What Organizations Should Do Today
The promise of LLMs can be game-changing but organizations stand to waste precious resources if they do not first emphasize data quality improvement. Here are some steps organizations considering developing/using LLMs must do:
Implement processes that provide feedback mechanisms. Human feedback needs to be captured early and often. Integrating workflow and using it to capture business process metrics will provide much needed insight and assist in the development of the LLM. Implementing these mechanisms will have the added benefit of bringing problem-solvers closer to data and allow them to bring about change.
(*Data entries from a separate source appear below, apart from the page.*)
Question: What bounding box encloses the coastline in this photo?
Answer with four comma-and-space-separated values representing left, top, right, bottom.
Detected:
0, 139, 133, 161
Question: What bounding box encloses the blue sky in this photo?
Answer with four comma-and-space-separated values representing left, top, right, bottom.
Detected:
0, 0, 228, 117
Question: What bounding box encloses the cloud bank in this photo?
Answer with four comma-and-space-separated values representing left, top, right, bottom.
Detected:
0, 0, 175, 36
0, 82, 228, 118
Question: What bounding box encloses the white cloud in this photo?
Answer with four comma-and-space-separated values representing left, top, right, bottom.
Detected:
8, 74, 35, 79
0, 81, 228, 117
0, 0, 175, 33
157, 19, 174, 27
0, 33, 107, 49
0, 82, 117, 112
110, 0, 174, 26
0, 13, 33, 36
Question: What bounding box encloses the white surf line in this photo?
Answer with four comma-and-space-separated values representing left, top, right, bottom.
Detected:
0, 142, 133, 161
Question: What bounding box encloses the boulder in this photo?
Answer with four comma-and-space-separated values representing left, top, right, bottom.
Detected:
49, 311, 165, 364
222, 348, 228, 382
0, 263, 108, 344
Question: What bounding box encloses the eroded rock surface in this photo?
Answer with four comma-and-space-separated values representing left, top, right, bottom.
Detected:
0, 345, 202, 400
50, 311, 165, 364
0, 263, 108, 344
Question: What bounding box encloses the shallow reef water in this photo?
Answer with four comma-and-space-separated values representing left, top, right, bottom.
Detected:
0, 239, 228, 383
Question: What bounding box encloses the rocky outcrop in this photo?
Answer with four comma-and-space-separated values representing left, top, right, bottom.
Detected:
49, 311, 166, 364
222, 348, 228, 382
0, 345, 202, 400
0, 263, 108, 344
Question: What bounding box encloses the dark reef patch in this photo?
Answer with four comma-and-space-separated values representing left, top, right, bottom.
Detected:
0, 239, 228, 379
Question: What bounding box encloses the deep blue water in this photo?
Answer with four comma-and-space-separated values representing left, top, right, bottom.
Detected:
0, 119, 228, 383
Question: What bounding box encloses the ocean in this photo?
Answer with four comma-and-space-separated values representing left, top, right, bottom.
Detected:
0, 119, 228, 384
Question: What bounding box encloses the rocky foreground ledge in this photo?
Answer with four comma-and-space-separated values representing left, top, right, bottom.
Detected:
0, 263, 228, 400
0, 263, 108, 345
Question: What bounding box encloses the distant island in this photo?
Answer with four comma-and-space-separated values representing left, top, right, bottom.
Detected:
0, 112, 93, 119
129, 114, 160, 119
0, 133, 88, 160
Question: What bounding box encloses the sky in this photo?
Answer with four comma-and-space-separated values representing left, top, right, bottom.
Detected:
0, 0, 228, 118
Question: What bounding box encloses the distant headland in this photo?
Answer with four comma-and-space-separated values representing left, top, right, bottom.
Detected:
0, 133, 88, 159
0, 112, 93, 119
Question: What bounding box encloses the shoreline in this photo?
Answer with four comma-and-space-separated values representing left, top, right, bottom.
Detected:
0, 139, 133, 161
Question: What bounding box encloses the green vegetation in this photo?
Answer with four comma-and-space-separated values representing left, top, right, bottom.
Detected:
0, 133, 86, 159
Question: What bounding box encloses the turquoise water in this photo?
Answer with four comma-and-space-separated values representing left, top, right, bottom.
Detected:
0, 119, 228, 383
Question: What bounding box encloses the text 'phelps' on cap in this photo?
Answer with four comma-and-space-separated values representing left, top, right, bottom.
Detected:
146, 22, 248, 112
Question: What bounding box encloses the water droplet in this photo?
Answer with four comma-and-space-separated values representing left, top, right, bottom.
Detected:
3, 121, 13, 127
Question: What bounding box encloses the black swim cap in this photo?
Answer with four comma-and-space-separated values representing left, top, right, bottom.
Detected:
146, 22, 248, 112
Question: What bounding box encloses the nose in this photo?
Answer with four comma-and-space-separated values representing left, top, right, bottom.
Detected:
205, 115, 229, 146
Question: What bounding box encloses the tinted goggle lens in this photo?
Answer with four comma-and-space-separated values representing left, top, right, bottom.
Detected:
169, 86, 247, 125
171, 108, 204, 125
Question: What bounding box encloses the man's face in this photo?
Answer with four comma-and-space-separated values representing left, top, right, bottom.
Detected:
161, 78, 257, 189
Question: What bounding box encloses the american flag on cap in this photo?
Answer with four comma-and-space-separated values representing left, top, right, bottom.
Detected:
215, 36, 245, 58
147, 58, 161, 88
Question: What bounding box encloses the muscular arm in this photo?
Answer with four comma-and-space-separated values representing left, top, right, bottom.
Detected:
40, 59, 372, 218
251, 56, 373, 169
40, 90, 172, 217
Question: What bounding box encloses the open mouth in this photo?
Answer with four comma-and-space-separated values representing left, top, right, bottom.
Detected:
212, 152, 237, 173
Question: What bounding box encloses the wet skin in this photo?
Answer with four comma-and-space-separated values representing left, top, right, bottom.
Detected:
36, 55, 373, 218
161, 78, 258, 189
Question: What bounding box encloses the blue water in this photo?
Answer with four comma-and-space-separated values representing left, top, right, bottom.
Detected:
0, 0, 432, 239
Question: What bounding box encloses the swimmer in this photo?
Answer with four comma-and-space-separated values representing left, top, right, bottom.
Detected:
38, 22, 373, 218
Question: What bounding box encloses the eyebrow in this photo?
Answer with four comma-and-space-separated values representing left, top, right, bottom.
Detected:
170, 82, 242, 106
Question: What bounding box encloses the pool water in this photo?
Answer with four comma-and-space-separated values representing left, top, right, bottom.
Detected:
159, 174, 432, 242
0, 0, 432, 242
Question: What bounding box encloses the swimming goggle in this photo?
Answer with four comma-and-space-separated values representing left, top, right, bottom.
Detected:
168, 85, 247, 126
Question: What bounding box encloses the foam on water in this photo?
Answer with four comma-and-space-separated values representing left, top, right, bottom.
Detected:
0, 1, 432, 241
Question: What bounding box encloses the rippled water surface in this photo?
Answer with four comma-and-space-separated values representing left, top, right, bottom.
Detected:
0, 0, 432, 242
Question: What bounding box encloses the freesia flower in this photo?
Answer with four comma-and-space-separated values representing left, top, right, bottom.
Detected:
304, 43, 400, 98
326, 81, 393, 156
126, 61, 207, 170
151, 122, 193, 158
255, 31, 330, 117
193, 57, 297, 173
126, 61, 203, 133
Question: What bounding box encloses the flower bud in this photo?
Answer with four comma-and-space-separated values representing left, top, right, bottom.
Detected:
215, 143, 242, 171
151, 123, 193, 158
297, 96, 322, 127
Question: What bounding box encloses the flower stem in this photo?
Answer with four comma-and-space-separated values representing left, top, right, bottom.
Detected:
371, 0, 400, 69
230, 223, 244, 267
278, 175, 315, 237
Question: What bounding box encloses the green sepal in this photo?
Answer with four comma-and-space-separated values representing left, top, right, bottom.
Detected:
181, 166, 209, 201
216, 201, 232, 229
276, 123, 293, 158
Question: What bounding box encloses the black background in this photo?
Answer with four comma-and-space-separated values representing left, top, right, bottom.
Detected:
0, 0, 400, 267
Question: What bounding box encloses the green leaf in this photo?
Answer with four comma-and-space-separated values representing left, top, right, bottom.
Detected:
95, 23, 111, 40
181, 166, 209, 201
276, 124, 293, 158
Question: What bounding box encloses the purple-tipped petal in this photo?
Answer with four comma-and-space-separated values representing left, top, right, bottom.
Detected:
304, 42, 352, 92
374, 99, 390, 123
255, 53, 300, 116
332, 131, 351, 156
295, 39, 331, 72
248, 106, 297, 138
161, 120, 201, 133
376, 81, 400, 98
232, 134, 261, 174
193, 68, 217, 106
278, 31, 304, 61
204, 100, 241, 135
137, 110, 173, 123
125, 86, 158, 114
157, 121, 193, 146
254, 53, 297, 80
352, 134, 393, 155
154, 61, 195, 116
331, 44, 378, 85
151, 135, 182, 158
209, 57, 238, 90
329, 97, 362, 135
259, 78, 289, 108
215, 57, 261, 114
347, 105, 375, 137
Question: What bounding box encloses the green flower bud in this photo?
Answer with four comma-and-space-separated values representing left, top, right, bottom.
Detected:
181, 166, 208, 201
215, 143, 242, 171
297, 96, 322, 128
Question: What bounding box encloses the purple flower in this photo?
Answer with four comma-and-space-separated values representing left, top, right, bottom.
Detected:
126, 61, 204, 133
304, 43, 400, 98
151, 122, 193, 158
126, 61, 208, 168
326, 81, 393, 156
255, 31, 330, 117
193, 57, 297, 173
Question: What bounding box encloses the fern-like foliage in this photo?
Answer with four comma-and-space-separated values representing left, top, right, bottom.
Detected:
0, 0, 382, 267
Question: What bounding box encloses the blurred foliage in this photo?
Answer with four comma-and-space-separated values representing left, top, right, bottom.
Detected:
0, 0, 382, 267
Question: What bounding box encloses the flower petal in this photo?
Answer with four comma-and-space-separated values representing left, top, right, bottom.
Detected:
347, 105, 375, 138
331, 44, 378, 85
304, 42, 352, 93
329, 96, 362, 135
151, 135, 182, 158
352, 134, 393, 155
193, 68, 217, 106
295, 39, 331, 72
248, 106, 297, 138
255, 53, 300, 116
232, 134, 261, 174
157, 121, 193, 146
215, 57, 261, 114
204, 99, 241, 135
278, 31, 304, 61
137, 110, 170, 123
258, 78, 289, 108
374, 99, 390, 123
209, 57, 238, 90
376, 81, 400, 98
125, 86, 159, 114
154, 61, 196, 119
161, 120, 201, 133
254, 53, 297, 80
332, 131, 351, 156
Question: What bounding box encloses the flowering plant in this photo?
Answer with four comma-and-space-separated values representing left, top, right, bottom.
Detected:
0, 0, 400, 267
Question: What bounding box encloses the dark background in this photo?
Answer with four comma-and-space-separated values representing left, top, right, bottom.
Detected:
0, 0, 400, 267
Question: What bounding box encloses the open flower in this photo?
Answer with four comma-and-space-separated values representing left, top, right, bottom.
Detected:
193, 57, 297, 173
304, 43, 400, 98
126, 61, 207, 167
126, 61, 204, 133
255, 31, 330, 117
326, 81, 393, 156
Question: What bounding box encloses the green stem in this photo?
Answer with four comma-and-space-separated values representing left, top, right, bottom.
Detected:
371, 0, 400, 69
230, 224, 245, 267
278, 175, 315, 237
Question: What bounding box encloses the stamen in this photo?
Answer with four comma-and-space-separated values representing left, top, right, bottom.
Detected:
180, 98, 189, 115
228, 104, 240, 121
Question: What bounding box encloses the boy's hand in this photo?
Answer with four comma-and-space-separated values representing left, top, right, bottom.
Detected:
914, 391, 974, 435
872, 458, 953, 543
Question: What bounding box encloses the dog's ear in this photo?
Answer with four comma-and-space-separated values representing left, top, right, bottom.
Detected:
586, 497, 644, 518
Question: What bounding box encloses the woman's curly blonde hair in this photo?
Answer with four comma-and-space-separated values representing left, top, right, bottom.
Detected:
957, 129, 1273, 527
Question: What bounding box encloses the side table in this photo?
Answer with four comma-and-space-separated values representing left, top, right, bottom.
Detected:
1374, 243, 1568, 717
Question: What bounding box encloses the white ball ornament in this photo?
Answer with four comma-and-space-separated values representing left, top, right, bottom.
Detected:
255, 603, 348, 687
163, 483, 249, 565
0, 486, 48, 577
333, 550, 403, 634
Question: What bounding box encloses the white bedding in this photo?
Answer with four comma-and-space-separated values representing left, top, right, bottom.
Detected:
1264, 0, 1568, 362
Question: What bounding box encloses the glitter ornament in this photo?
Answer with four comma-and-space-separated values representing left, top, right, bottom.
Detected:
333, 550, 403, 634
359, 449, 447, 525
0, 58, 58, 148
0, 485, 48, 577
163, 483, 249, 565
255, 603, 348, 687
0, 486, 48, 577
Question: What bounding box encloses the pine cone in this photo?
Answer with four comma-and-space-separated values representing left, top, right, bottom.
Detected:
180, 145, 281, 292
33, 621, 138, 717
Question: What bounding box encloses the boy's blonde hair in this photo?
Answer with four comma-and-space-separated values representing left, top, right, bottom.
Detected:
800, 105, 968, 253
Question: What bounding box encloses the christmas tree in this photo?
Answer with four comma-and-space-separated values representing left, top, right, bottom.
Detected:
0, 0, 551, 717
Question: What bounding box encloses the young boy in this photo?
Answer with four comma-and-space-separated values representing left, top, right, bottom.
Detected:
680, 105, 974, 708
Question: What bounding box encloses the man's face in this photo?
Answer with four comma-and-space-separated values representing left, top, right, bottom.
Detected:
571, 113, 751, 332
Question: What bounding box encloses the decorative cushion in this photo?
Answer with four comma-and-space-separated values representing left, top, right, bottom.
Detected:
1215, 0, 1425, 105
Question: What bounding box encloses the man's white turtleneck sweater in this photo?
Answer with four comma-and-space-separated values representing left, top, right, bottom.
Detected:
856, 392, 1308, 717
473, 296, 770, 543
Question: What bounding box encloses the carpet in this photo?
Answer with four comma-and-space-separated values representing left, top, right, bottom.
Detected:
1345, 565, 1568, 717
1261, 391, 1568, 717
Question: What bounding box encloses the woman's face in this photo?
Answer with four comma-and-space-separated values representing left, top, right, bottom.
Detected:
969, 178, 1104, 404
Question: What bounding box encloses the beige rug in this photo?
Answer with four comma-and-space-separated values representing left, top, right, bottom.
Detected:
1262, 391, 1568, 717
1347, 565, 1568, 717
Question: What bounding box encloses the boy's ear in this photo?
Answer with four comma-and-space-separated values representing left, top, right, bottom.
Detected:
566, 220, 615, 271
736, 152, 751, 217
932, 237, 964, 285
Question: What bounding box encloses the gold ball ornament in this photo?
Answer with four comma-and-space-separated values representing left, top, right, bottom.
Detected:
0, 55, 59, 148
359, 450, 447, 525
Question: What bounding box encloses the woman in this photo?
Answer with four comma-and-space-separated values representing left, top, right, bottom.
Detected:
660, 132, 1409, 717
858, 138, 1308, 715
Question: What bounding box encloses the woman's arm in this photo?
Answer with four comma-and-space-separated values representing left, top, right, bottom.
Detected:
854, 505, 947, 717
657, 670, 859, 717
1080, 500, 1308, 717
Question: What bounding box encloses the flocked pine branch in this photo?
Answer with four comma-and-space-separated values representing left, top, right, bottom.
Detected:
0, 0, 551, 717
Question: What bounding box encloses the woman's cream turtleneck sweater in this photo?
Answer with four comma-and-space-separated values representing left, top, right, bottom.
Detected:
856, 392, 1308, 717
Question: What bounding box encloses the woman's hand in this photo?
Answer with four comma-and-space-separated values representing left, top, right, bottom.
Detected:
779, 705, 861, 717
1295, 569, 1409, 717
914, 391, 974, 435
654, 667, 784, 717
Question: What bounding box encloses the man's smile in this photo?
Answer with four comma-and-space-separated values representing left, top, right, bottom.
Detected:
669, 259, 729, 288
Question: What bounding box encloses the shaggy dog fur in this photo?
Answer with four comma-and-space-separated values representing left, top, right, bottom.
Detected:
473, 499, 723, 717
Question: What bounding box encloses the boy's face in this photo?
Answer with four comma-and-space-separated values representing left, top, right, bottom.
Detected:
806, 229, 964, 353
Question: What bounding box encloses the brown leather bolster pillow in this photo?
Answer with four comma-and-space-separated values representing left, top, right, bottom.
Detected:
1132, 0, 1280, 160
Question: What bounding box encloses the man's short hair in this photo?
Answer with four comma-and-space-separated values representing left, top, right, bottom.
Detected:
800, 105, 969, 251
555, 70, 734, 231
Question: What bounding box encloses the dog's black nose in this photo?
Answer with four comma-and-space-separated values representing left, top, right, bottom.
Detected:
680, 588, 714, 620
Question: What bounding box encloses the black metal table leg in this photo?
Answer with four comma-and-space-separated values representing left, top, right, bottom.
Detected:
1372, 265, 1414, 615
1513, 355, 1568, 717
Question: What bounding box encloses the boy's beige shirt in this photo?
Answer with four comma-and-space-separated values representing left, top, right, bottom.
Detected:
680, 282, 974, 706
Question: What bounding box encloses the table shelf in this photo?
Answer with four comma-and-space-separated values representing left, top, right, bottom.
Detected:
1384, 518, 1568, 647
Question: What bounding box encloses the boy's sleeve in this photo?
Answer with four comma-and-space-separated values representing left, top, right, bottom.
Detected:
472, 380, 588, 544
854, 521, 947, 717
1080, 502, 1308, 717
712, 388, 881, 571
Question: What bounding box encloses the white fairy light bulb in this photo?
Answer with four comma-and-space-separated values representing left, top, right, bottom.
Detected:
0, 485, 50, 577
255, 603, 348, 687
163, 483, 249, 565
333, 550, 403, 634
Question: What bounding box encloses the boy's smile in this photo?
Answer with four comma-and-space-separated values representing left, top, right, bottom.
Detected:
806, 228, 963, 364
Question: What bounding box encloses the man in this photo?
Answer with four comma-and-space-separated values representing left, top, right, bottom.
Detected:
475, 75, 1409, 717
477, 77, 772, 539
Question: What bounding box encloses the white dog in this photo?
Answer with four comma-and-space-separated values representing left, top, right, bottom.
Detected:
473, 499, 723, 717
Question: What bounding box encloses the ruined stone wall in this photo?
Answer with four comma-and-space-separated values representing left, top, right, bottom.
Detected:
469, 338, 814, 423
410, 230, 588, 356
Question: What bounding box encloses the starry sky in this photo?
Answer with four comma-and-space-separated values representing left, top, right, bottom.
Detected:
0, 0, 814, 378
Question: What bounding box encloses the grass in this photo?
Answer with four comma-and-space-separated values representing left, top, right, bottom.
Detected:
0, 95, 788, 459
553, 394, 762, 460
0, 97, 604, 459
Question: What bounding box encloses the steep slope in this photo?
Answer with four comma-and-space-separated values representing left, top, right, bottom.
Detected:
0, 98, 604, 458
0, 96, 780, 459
Replace the spreadsheets! Spreadsheets contain information that is vital to the business but are stored in a manner that can drive massive unforeseen costs. With or without a roadmap for LLMs, a strategy to replace spreadsheets with more durable solutions should already be in place.
Implement a graph database. Graph technology excels at its ability to capture, store and analyze relationships. These relationships will come in very handy when understanding context and lineage.
Before organizations begin their LLM journey, they must first recognize that data quality and data availability are critically important. Any result of an LLM or Generative AI project will hinge on users being able to trust the results. If the organization has trust in its data, they will have a greater trust in the result. Any seed of doubt will require the organization to first take steps to correct this problem otherwise the effort and the results will forever be questioned.